Without her retinas switched to infra-red, she couldn’t see the planes against the jet-black night sky. But everybody knew and cheered that distinctive sound now; it was the twin engine IA-505s above her. They were stationed down at the aerodrome of the county’s fledgling squadron, just outside the city. Five IA-505s had been delivered to Port Chana so far, with another three expected before the end of the year. They were a veritable miracle of manufacture for Bienvenido’s primitive industrial base, the first planes able to lift the heavy-calibre Gatling guns that could penetrate the shell of a Faller egg. The radio was always full of praise for the valiant workers on the big new factory lines, transforming Laura Brandt’s designs into solid metal.

Kysandra had to admire Laura for that. She was dealing with engineers who had grown up with steam engines. Supercharged V12 engines were something they just about comprehended. Bienvenido’s foundries didn’t require too much modernization to fabricate the components. Production was starting to increase. The skies would be safer.

The large observatory building was a simple circular stone wall with a dome roof, whose wooden petals could be cranked apart to give the telescope access to the sky. There wasn’t another building like it in the region, which sooner or later was going to cause problems. Kysandra still hadn’t decided if they should dismantle the structures they’d built to contain and operate all the systems Nigel had removed from Skylady before his final flight. Or if she and the ANAdroids should simply move. A life spent constantly on the run didn’t really appeal. But now the medical module had finished enriching her body with biononics, she didn’t actually need it any more. The semiorganic synthesizers, though – they were a different matter. She didn’t want to abandon them. They could produce a great many useful Commonwealth items.

For six months they’d been busy extruding sophisticated components for Demitri’s telescope. With its array of flawless mirrors and electronic focal sensors, it could scour the empty skies like nothing else on Bienvenido.
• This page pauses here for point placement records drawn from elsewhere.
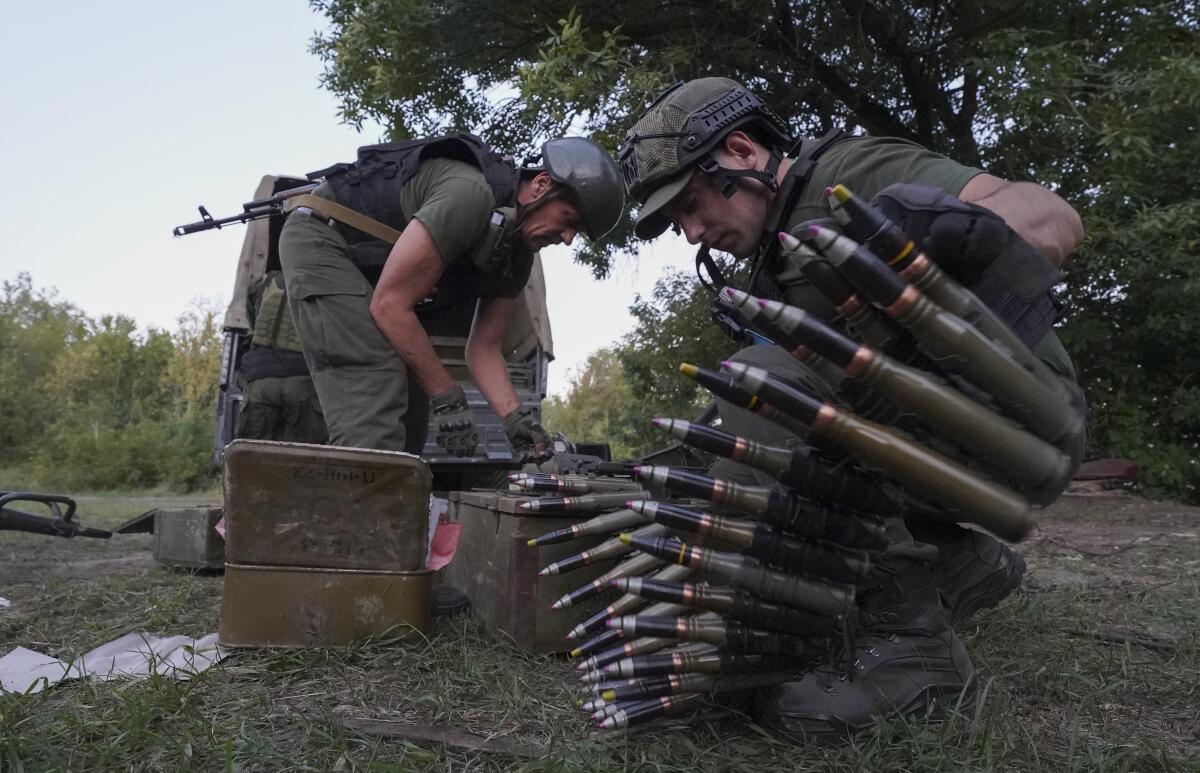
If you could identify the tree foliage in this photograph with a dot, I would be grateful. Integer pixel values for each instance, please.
(96, 403)
(1097, 99)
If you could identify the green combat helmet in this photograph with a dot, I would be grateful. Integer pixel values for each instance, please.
(676, 136)
(591, 175)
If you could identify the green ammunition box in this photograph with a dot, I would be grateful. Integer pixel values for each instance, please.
(295, 504)
(297, 606)
(498, 570)
(187, 538)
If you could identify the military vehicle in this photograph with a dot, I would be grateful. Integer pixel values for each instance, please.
(528, 349)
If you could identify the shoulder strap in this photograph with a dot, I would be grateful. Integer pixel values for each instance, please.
(790, 191)
(346, 215)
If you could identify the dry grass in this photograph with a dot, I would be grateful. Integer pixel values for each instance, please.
(1054, 695)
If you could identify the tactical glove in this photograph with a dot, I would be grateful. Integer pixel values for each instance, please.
(453, 421)
(964, 239)
(528, 439)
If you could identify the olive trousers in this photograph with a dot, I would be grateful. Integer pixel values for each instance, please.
(364, 387)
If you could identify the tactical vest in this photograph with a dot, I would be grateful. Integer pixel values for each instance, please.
(1017, 288)
(372, 185)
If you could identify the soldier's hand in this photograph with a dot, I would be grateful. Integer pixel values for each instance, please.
(964, 239)
(528, 439)
(454, 423)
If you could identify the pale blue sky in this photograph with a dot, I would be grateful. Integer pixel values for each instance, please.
(120, 118)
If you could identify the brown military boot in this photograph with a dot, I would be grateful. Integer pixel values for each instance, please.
(973, 570)
(904, 659)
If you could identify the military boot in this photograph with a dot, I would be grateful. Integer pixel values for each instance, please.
(904, 658)
(973, 570)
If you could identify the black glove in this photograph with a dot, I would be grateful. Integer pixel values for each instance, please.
(453, 421)
(528, 439)
(964, 239)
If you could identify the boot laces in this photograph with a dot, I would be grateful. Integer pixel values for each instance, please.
(857, 647)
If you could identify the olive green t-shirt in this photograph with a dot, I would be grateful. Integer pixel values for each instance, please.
(867, 166)
(455, 204)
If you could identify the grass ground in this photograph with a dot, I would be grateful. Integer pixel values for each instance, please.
(1092, 666)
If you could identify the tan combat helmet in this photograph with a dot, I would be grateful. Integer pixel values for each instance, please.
(675, 137)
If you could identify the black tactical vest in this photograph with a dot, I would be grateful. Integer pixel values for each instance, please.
(1017, 287)
(372, 185)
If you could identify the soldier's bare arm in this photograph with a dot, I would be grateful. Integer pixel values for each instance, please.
(1039, 215)
(485, 360)
(412, 271)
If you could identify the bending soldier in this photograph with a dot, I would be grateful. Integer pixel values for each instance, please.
(469, 223)
(711, 160)
(279, 400)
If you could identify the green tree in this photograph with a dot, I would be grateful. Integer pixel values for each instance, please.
(599, 406)
(35, 328)
(1093, 97)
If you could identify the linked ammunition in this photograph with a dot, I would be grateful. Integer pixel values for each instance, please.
(604, 551)
(637, 564)
(730, 636)
(570, 484)
(885, 238)
(862, 317)
(954, 343)
(695, 663)
(925, 473)
(587, 503)
(804, 472)
(646, 711)
(768, 545)
(675, 684)
(733, 605)
(1030, 462)
(604, 523)
(600, 641)
(627, 603)
(640, 646)
(652, 646)
(753, 499)
(750, 575)
(730, 391)
(606, 640)
(785, 511)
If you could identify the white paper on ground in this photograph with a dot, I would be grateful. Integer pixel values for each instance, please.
(438, 508)
(130, 657)
(27, 671)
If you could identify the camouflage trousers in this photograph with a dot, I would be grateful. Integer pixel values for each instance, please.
(365, 390)
(282, 409)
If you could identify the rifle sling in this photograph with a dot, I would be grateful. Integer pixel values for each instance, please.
(345, 215)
Demitri spent every night in the observatory, looking for . . . well, anything.

Bienvenido was slowly turning Port Chana towards dawn, a motion which had brought Aqueous above the horizon, a strong point of blue light, shining by itself in the absolute night. Seventeen million kilometres distant along the same orbit, their neighbouring water world was too far away to show as a crescent to the naked eye. Unlike Valatare, the gas giant that orbited their new star only ten million kilometres further out. Its pink disc dominated the sky when they were in conjunction, creating tides that plagued the coastal cities and producing a season of storms to lash the lands.

The heavy throbbing noise of the V12 engines had faded into the west when she opened the observatory’s door and went inside. Demitri was sitting on a stool, wearing a thick sweater against the cool night air. The shelf bench beside him held a couple of processor modules that controlled the telescope, with an old-style hologram portal on top of one. The big multi-mirror telescope itself filled most of the observatory. Tonight it was angled to point into the south-west.

He looked round as she came in. ‘How did the trial go?’

‘Oh.’ She waved a hand airily, feigning a lack of interest. It was still odd not having an ex-sight, or teekay for that matter. Even now, five years on from the Great Transition, she frequently tried to perceive the emotional content of minds of everyone she encountered – not that she’d ever been able to read the ANAdroids back in the Void. ‘What we expected.’ The short-wave radio signal from the capital had drifted in and out annoyingly all night, but the result of the show trial was never going to be in doubt. ‘Bethaneve was found guilty of sedition. Apparently she was plotting against Democratic Unity with other anti-revolutionary forces.’